Slava: I'll give you a very high-level answer. My dad died of cancer when I was a kid. And I feel like technology is the path to prevention and cures. A healthy person has, like, 200 wishes. But a sick person only has one. So it’s to improve everyone's life. To be as healthy as possible so they can have a great day and fulfill their life's dreams.

Jacqueline: Finally, how has humbition moved the health tech needle forward already?

Slava: At humbition, we're always looking for amazing entrepreneurs to solve these problems. Tom Lee built One Medical Group and now has a great company called Galileo Health. He’s incorporating a lot of these AI capabilities and knowledge into his mobile app experience as a first layer of triage, trying to service his patient base. We invested in Galileo when it was just an idea in his mind, and now he's growing rapidly and helping many people live better lives.

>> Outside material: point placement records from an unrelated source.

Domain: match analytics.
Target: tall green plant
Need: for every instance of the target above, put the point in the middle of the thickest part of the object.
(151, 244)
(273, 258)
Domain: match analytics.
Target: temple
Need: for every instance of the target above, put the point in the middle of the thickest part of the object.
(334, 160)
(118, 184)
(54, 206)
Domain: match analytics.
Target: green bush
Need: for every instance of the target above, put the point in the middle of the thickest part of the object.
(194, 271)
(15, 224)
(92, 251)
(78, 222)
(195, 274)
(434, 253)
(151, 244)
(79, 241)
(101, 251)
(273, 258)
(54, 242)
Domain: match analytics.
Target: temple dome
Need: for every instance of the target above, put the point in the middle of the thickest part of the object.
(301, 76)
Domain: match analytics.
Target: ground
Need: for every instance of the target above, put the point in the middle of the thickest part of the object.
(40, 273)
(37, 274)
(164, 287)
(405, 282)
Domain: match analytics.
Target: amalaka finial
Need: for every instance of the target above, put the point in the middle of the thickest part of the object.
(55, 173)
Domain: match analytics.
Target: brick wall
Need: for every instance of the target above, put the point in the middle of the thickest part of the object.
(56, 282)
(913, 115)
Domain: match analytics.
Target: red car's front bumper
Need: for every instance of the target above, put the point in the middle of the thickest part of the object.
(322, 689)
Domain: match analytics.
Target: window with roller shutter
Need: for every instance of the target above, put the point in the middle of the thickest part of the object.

Another one quite different on the spectrum of health tech as it relates to food is Chef Robotics, which augments the need for humans to be in line chopping carrots to make soup, for example. Instead, they use robots that can use AI and vision to adjust and adapt, so you can literally augment the need for humans to do these horrible, repetitive tasks in super cold environments where they can get sick and potentially contaminate the food.

So these are two very different examples of using technology to improve people's lives as it relates to their health. And obviously, we love what Cyrus and you all are doing with Dr. B.